Project complexity also influences AI training requirements. We have found that random selection of titles and abstracts for a training dataset works better for clinical review questions focusing on a limited number of interventions. However, if working on an economic SLR that has economic evaluation, costs and resource use, and utility components, researchers need to ensure that all these components are represented in the training dataset (i.e., selective selection of titles and abstracts for the training dataset). Moreover, we have found that, when screening for an SLR, it is best to use AI to sort titles and abstracts according to the probability of inclusion; however, when screening for a TLR, it is relatively safe to rely on the AI suggestions for inclusion or exclusion.
Conclusions
Based on our evaluation of AI tools in evidence synthesis up to now, we are more comfortable using AI to assist with the extraction of key study characteristics from relevant sources than using it to assist with the extraction of patient characteristics and endpoint data. When deciding on the use of AI tools in evidence synthesis, researchers should have realistic expectations about what AI tools can achieve based on the project characteristics. They can then ensure that the relevant processes or procedures are in place before beginning work.

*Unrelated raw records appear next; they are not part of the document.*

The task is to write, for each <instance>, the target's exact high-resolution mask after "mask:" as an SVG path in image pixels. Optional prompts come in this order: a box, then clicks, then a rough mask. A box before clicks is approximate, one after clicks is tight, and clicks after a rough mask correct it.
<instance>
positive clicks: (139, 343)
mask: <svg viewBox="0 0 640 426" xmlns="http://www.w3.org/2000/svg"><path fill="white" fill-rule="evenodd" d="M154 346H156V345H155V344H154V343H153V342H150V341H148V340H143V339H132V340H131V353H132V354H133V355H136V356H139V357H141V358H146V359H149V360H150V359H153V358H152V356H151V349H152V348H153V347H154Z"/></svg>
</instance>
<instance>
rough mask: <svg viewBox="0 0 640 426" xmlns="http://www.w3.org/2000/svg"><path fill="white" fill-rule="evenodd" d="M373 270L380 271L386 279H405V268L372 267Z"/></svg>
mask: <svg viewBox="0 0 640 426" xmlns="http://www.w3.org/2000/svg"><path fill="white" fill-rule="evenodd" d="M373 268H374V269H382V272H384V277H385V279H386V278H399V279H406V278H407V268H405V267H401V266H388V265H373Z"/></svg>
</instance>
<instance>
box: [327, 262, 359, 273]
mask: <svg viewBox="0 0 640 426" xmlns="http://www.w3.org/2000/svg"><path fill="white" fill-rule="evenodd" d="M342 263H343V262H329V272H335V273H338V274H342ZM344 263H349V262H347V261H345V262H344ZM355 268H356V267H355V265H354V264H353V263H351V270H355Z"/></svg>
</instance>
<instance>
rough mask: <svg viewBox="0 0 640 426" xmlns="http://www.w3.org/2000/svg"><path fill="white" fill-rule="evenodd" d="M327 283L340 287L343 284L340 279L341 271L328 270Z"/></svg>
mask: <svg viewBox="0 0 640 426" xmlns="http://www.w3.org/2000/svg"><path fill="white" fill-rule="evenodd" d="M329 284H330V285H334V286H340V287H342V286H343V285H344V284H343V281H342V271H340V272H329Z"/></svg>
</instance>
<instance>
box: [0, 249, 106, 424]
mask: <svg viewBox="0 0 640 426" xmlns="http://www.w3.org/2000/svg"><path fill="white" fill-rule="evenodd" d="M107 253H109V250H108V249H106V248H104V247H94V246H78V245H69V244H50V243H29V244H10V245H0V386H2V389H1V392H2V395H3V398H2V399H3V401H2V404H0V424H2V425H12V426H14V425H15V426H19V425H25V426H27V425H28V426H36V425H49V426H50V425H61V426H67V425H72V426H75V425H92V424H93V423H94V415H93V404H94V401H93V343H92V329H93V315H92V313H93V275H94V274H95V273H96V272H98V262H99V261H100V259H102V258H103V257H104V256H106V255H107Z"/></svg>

The responsible use of AI tools in evidence synthesis is paramount. Thorough evaluation before deployment ensures that these tools enhance efficiency without compromising the quality of work. Continuous evaluation is essential, given the rapid evolution of AI technologies. Human oversight remains crucial to mitigate error and bias, ensuring the reliability and accuracy of synthesis products. The effectiveness of AI tools currently varies based on the type and complexity of the project, necessitating realistic expectations and tailored implementation. By embracing these principles, we can harness the full potential of AI to advance evidence synthesis while maintaining the highest standards of quality and reliability.